Does that hurt your business?

They say if we try to fix our platform, it takes a lot of time and money. This will affect the large information technology services firms whose predominant revenue stream was building new ERP, legacy infrastructure, and consolidating data centres. We have been deploying automation tools to address domain-specific issues.

Are your clients ready to share infrastructure and resources?

Companies are saying you need to invest on our behalf. They are okay with the cloud environment and shared resources. They are ready to sign long-term contracts. My floor, my format, my telecom, my computer — all that is gone. These are trends for the industry, not just for us.

How much of your revenue is outcome based?

Our outcome-based revenue is 20 per cent. Earlier, we were at 100 per cent fixed revenue. Actually, it is good for us, we can make better margins on the outcome-based business. It also gives us freedom to decide on inputs.

There is talk of automation killing back-office work...

We are seeing lot of role-based activity evaporating due to automation. On the other side, processes are becoming complex. Everybody wants to make a complicated smartphone and banking product. Now it is taking more time to service a customer. New demand is coming from these complexities. New demand is also coming from companies like Flipkart, Snapdeal, Uber and Ola.

How are you planning to reach $1 billion in revenue?

We have reorganised ourselves. We will be leaders in two markets, India and the Middle East. We will be leaders in two verticals, financial services and transportation. We have set a target of $1 billion by 2020. Two-thirds of the revenue is international, one-third is domestic.

We are building international business capability in robotics, analytics and social media. We will look at increasing the wallet size of our existing customers. We have put up a strong client relationship team to identify this opportunity. We are partnering boutique consultants to acquire new clients. We have a 200-member consulting team to assist them and bid for contracts.

How is Blackstone helping you in generating business?

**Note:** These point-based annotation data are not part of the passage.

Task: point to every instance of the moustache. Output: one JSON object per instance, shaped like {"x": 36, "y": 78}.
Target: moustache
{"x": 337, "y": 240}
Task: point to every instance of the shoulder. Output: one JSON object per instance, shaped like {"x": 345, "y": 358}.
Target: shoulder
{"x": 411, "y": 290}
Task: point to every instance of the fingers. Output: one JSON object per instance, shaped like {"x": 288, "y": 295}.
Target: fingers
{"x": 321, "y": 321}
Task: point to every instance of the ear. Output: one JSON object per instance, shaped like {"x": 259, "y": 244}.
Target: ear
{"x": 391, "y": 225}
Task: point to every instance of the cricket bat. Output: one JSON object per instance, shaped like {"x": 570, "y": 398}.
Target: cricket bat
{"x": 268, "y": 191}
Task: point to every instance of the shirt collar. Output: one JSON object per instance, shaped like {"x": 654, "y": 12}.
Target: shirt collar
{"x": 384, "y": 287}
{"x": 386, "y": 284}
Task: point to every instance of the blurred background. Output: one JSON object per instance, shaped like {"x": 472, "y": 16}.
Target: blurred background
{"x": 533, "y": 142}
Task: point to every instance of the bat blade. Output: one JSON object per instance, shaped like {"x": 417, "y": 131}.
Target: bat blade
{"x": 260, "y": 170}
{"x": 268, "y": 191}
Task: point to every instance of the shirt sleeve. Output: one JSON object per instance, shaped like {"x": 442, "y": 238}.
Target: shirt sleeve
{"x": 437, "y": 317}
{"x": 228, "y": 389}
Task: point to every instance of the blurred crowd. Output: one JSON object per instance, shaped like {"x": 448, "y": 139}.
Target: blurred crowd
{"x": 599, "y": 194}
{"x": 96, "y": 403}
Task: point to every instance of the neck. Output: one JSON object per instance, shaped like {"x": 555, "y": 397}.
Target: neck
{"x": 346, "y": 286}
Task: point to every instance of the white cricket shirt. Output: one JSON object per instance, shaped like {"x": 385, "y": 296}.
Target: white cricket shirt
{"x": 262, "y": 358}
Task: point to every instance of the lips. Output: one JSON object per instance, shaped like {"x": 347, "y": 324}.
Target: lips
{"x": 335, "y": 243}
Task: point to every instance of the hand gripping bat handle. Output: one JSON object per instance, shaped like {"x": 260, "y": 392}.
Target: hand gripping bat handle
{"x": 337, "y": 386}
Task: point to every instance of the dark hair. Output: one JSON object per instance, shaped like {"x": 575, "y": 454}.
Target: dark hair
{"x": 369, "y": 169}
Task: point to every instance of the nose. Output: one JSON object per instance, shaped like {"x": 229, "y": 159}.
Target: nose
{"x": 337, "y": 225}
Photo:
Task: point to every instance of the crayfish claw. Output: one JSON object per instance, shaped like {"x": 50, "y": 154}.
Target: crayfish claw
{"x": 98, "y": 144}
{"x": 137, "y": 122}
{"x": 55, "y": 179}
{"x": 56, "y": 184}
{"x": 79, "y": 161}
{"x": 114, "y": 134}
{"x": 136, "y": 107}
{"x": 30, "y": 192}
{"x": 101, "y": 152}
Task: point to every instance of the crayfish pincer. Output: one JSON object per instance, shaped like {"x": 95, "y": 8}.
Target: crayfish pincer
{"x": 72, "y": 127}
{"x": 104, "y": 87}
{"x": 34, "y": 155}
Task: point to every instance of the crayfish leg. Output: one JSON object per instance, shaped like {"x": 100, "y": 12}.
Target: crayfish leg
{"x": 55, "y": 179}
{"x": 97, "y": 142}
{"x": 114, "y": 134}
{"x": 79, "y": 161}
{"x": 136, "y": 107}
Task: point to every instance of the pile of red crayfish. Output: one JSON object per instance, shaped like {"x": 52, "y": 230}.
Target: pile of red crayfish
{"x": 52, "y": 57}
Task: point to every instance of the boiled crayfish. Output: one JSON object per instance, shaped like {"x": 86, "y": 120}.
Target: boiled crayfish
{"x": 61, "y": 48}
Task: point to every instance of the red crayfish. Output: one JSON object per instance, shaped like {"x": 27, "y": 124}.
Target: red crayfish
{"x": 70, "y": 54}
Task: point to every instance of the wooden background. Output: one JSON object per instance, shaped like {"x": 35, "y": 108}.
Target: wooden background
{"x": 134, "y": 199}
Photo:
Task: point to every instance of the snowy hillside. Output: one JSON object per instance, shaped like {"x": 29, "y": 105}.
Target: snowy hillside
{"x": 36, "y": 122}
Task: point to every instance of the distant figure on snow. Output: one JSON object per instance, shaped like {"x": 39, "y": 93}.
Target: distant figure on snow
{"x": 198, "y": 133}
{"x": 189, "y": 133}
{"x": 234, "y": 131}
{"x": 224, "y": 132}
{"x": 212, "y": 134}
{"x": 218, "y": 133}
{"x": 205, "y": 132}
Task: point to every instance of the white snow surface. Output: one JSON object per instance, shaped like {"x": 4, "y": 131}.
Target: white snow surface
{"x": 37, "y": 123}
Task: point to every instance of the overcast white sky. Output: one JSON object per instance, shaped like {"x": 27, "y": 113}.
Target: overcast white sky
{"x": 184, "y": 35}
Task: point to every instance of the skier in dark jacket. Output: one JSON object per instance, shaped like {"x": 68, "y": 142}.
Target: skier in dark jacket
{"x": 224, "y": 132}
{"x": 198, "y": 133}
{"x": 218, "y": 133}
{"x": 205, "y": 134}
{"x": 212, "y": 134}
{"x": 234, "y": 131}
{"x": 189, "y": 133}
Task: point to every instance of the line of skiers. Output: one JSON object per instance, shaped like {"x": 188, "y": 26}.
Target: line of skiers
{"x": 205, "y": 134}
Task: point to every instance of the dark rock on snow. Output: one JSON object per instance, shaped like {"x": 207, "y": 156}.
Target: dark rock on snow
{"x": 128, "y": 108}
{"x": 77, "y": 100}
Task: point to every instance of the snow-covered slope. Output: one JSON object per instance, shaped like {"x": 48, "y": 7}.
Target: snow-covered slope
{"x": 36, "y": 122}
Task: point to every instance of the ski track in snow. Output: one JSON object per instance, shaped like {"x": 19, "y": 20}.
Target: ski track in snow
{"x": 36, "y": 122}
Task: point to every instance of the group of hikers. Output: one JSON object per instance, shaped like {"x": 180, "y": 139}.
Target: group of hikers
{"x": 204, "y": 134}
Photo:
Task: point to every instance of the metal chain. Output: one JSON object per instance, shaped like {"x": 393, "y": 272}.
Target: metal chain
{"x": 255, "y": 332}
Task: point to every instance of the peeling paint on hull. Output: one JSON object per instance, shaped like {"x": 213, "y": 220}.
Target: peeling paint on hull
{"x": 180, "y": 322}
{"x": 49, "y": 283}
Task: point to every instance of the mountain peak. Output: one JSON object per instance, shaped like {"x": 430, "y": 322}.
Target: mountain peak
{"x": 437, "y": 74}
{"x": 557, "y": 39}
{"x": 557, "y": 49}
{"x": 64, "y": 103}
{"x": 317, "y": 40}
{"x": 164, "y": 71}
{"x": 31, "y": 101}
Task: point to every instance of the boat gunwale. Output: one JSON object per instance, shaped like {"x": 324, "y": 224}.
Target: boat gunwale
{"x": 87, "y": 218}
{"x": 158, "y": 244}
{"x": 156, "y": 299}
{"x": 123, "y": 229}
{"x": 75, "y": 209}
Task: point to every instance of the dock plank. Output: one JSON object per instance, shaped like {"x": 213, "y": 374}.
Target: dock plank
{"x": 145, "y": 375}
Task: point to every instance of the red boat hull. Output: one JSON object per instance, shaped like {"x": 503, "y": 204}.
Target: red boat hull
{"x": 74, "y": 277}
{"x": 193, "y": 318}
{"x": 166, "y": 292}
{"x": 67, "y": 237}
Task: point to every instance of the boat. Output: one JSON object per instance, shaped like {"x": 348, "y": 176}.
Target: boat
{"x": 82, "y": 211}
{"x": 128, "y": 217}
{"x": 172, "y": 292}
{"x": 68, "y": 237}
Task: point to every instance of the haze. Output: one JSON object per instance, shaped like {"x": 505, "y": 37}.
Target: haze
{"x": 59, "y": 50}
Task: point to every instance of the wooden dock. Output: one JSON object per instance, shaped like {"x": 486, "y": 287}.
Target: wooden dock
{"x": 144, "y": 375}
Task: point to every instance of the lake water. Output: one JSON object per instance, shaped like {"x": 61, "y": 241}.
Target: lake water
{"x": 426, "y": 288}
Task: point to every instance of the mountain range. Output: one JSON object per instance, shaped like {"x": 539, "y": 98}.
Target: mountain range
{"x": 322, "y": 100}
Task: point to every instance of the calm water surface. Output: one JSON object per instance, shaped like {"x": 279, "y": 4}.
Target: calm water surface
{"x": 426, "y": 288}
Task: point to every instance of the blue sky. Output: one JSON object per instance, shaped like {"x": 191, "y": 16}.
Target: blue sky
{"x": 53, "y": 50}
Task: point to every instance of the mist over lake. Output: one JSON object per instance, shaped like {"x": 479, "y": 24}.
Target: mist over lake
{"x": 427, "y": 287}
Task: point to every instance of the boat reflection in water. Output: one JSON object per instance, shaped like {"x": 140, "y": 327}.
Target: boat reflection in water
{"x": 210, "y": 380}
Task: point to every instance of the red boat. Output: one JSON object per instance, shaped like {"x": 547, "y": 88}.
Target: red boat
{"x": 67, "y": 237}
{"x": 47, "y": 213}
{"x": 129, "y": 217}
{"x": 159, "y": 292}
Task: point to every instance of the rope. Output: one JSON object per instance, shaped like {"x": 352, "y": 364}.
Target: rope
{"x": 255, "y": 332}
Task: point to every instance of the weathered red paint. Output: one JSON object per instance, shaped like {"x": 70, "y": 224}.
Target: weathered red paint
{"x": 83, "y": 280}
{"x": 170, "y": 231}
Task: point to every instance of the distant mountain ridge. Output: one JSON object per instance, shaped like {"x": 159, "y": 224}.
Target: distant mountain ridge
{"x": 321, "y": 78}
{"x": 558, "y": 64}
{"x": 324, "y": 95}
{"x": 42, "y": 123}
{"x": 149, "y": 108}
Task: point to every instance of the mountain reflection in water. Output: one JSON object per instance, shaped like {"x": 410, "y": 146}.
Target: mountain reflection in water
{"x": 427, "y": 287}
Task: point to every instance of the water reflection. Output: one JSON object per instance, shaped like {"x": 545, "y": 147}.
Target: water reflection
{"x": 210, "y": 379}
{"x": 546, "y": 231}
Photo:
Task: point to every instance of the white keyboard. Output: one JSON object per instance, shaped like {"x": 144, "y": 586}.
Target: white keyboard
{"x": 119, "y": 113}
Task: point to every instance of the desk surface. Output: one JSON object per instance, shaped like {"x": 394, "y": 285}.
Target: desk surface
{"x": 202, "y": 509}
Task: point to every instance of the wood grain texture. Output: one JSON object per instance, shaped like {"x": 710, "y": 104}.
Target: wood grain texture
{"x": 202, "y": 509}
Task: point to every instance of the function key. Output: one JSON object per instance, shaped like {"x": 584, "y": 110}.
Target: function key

Amit Dixit (Blackstone's senior managing director) is on our board. Earlier, seven clients were from the Blackstone portfolio, generating 22 per cent of our revenue. Now they have a full-fledged Blackstone team to work on 50-60 big customers. We are targeting $200 million annual revenue from them. We have a relationship with IBS and once the deal with Mphasis is completed we will jointly go to market.  New demand is also coming from companies like Flipkart, Snapdeal, Uber.